Prendre précautionneusement le portefeuille de sa poche, elle avala sa nervosité pour le lancer vivement à travers la créature pour la faire se retourner hâtivement vers le bruit tintant derrière elle. Tandis que la créature était occupée par le son, elle saisit la chance et courut rapidement vers les escaliers pour s'échapper avant que la créature mythique à la force monstrueuse ne mette fin à sa vie.
Remarquant le bruit de pas de l'humaine, un écho creux vint du Leocrucota, il courut à une vitesse alarmante pour planter sa griffe sur Élise lorsque soudainement un cercle de feu s'alluma devant la bête mythique. Élise n'eut pas le temps de s'attarder à comprendre comment le feu émanait de l'air mince. Sa vie était menacée et la seule chose qu'elle pouvait faire était de courir en désespoir de cause.
Elle sortit de la maison, courant sur le chemin de pierres sur une distance avant de trébucher sur quelque chose qui était un autre cadavre. Elle poussa un cri mais se ressaisit rapidement pour se relever et sentit soudain une douleur à ses pieds et trébucha. Elle regarda derrière elle, fixant sa cheville qui s'était foulée dans la chute.
Grinçant des dents, elle s'obligea à contenir sa cheville et à se cacher quelque part. Mais sa chance s'était épuisée. Peu après, le grognement revint, non loin d'Élise. Il était arrivé devant elle et stoppa sa vitesse avec sa force inhumaine. La créature semblait gravement brûlée mais cela n'arrêta pas sa férocité et son ardeur à la dévorer. Elle étouffa sa voix, levant les yeux pour voir la créature esquisser un petit sourire en la voyant gelée sur place, incapable de bouger. Ouvrant grand la gueule, il avança dans l'intention de déchirer son corps en morceaux.

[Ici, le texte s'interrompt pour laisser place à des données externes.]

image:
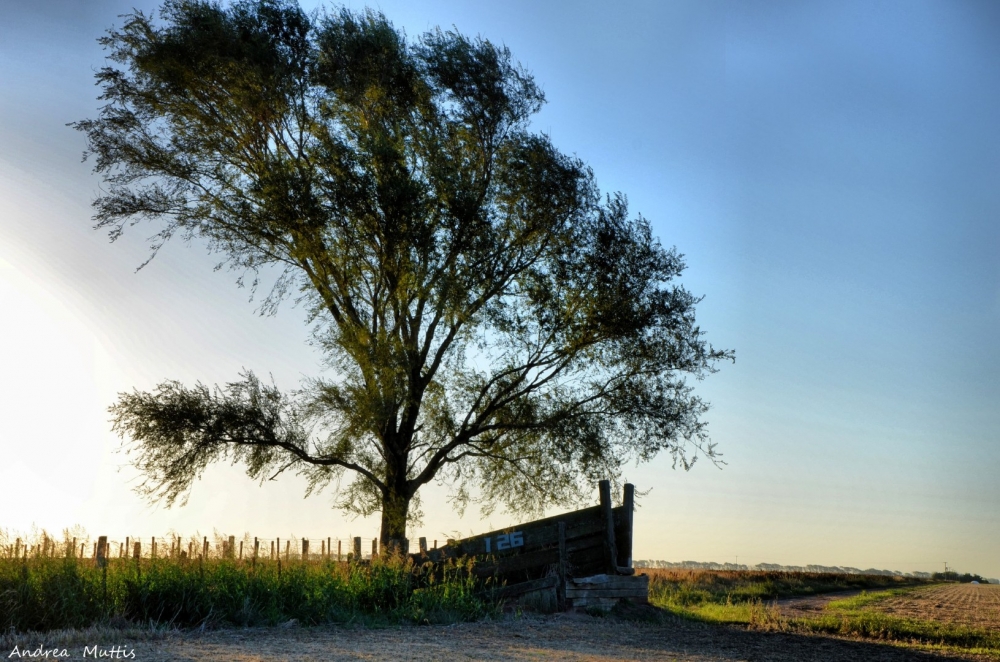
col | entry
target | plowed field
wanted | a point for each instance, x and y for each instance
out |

"Ferme les yeux." Une voix profonde et nostalgique, fine comme l'air, apparut soudainement. Bien que cela fut bref, elle aperçut une lueur de yeux rouges se déplacer à une vitesse précédente. La voix elle-même avait un mystérieux pouvoir qui était quelque peu froid et pourtant rassurant, assurant un sentiment de protection.
Élise obéit et tourna immédiatement la tête et ferma les yeux étroitement. Ian balaya nonchalamment du regard la Leocrucota qui avait reculé de peur et le provoqua avec un sourire narquois. "As-tu peur de te battre avec un mâle et tu choisis plutôt de t'en prendre à une femelle ? Quelle honte."
Les derniers mots suffirent à enflammer la peur qui avait autrefois passé à la bête mythique. Elle répondit à sa déclaration de guerre avec un regard qui aurait été terrifiant pour un humain à voir et beugla de ressentiment. Être facile à provoquer, il bondit sur Ian pour se faire saisir les mâchoires supérieure et inférieure par Ian à deux mains. Il afficha un sourire lorsque la bête mythique émit un gémissement étouffé et déchira la mâchoire pour fendre le corps en deux et jeta les demi-pièces dans la rue.
"Blesser mon chiot, surtout la faire pleurer nécessiterait plus qu'une vie à sacrifier." Il murmura un message dans l'air et regarda le cadavre de la créature mythique avec un certain dégoût. Il détourna son visage et tapota légèrement l'épaule d'Élise.
"Tu vas bien, chiot ? Tu peux ouvrir les yeux maintenant." Sa voix confiante apporta une pointe de charme diabolique qui entra dans les oreilles d'Élise.